The creators of Animals, an animated comedy for adults, took the indie route to HBO.
Talking animals have been around as long as animation has, but the lives of non-human creatures trying to get by in the urban jungle that is modern day New York City serves up a fresh take on the idea in HBO’s new series Animals.
Debuting Feb. 5, the adult-oriented series is created by Phil Matarese and Mike Luciano, produced by filmmaking brothers Mark and Jay Duplass and animated by Starburns Industries. The 10-episode first season has a homemade, improvised feeling and features guest voices such as Mark Maron, Nick Kroll, Rob Corddry, Aziz Ansari, and Molly Shannon.
“It’s really a ‘Mike and I right now’ thing,” says Matarese. “If you don’t like it, they you really don’t like Mike or myself.”
The duo met three years ago while working at an ad agency and one day between projects were looking out a window at some pigeons and improvised a conversation between them.
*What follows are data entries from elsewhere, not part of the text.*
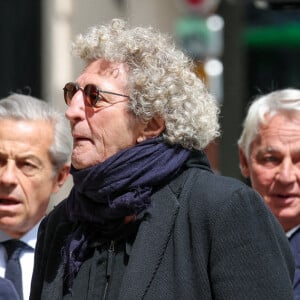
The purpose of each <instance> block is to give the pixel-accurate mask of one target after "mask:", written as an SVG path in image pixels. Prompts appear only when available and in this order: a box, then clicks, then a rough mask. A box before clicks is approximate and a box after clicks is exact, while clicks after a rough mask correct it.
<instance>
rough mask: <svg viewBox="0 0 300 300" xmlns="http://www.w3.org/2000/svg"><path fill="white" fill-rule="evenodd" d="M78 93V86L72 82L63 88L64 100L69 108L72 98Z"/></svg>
mask: <svg viewBox="0 0 300 300" xmlns="http://www.w3.org/2000/svg"><path fill="white" fill-rule="evenodd" d="M77 91H78V86H77V85H76V84H75V83H74V82H69V83H67V84H66V85H65V87H64V98H65V102H66V104H67V105H68V106H69V105H70V103H71V100H72V98H73V96H74V95H75V94H76V92H77Z"/></svg>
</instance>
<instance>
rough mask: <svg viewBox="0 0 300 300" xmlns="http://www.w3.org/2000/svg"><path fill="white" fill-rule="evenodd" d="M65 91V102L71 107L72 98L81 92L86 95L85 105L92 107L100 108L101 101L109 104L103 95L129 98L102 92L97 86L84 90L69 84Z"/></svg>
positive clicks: (75, 86)
mask: <svg viewBox="0 0 300 300" xmlns="http://www.w3.org/2000/svg"><path fill="white" fill-rule="evenodd" d="M63 90H64V98H65V102H66V104H67V105H68V106H70V105H71V101H72V98H73V97H74V95H75V94H76V93H77V92H78V91H79V90H81V91H82V92H83V94H84V100H85V105H86V106H91V107H99V106H100V104H101V101H105V102H107V100H106V99H105V98H104V97H103V96H102V95H101V94H110V95H116V96H121V97H126V98H129V96H127V95H123V94H118V93H114V92H107V91H102V90H100V89H99V88H98V87H97V86H96V85H95V84H87V85H86V86H85V87H84V88H82V87H80V86H79V85H78V84H77V83H76V82H68V83H66V85H65V86H64V88H63Z"/></svg>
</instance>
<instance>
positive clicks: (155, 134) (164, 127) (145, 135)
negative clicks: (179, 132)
mask: <svg viewBox="0 0 300 300" xmlns="http://www.w3.org/2000/svg"><path fill="white" fill-rule="evenodd" d="M164 130H165V121H164V120H163V118H161V117H159V116H155V117H153V118H152V119H151V120H150V121H148V122H147V123H145V125H144V127H143V129H142V131H141V134H140V135H139V137H138V138H137V142H138V143H140V142H142V141H144V140H146V139H149V138H154V137H157V136H159V135H160V134H161V133H162V132H163V131H164Z"/></svg>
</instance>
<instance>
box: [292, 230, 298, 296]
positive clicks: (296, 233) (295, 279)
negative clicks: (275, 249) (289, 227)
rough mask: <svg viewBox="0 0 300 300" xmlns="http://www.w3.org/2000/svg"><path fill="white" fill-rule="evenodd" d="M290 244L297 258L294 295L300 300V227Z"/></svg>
mask: <svg viewBox="0 0 300 300" xmlns="http://www.w3.org/2000/svg"><path fill="white" fill-rule="evenodd" d="M289 240H290V246H291V249H292V252H293V255H294V258H295V265H296V271H295V277H294V284H293V288H294V296H295V300H300V228H298V230H297V231H296V232H295V233H294V234H293V235H292V236H291V237H290V239H289Z"/></svg>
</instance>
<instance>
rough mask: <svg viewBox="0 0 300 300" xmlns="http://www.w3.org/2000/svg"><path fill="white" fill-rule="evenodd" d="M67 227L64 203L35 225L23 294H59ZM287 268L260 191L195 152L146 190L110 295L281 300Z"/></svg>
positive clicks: (38, 298) (179, 298) (291, 289)
mask: <svg viewBox="0 0 300 300" xmlns="http://www.w3.org/2000/svg"><path fill="white" fill-rule="evenodd" d="M73 226H74V224H72V223H70V222H69V221H68V220H67V218H66V206H65V203H64V202H62V203H61V204H60V205H59V206H58V207H57V208H56V209H54V211H52V212H51V213H50V215H49V216H48V217H47V218H46V219H44V221H43V223H42V224H41V226H40V231H39V237H38V243H37V247H36V252H35V255H36V256H35V267H34V274H33V278H32V288H31V297H30V299H31V300H48V299H49V300H53V299H55V300H59V299H62V281H63V280H62V274H63V272H62V268H63V266H62V258H61V249H62V247H63V245H64V240H65V238H66V236H67V235H68V233H69V232H70V230H72V228H73ZM293 274H294V260H293V256H292V254H291V251H290V247H289V243H288V240H287V238H286V236H285V233H284V232H283V230H282V228H281V226H280V225H279V223H278V222H277V220H276V219H275V218H274V216H273V215H272V213H271V212H270V211H269V209H268V208H267V207H266V206H265V204H264V202H263V200H262V198H261V197H260V196H259V195H258V194H257V193H256V192H255V191H254V190H252V189H251V188H249V187H248V186H246V185H245V184H243V183H241V182H240V181H238V180H235V179H231V178H226V177H222V176H219V175H215V174H213V173H212V172H211V171H210V170H209V169H208V166H207V165H206V164H205V163H203V161H201V160H199V161H197V159H196V160H194V161H192V162H191V163H189V164H188V165H187V169H186V170H185V171H184V172H183V173H181V174H180V175H179V176H178V177H177V178H176V179H174V180H172V181H171V182H170V183H169V184H167V185H165V186H164V187H163V188H161V189H160V190H159V191H157V192H156V193H155V194H153V195H152V206H151V208H150V209H149V215H148V217H147V218H146V219H145V220H144V221H143V222H142V223H141V224H140V227H139V230H138V233H137V236H136V239H135V242H134V244H133V247H132V251H131V255H130V259H129V263H128V265H127V267H126V270H125V274H124V277H123V281H122V284H121V286H120V293H119V297H118V299H119V300H139V299H145V300H160V299H161V300H171V299H180V300H181V299H186V300H192V299H205V300H209V299H224V300H225V299H226V300H228V299H230V300H231V299H238V300H241V299H253V300H254V299H255V300H257V299H262V300H267V299H270V300H274V299H276V300H280V299H282V300H288V299H293V290H292V278H293ZM73 299H78V298H76V295H74V298H73Z"/></svg>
“And we said that’s funny, let’s record us doing that and we did,” says Matarese, who at the time was experimenting with a new Wacom tablet and figured out his own way to animate his sketches using Illustrator and Final Cut.
“He sent me a text of the first pigeon that he had drawn for it, with the city background and it just suddenly was clear that our little riffing thing is going to have an entire esthetic that to me was just like so exciting,” says Luciano.
After completing one sketch, they submitted it to Channel 101 in New York and were having fun, so they kept at it. “Each episode got a little bit better and a little more involved looking,” says Matarese. “And then we just kind of found ourselves in animation.”
They next produced a 12-minute version and submitted it to the New York Television Festival, where it was well received and helped the duo make connections and secure agents and managers through which the project came to the attention of filmmakers Mark and Jay Duplass.
“They wanted to come on as executive producers to make it independently and that was right up our alley because we had been doing it just the two of us this whole time,” says Matarese. The connection helped them raise funding, and they moved out to an apartment in the Los Feliz neighborhood of Los Angeles, where they set up production with a small handful of animators and worked seven days a week on the first season.
With ten episodes complete, two episodes were screened last year as a special event at the Sundance Film Festival, leading to HBO picking up the show for two seasons. That’s when the production began looking for a more established studio and ended up at Starburns Industries, makers of Rick and Morty and Anomalisa.
“Every step of the way, it’s just been an interesting process of taking people who are pretty all talented but who have maybe a set way that they’re used to doing animation or drawing and say let’s scale this back,” says Luciano. “We don’t want that much movement or animation, and the characters need to have this kind of quality to it, and that’s been a learning process.”
Watching the show evolve over its first season has been a challenge but also a lot of fun.
“It really grows in an interesting way,” says Matarese. “Not necessarily in quality but in how we tackle different worlds and stuff like that. I think it’s going to be an interesting thing for people to see over a ten-episode stretch.”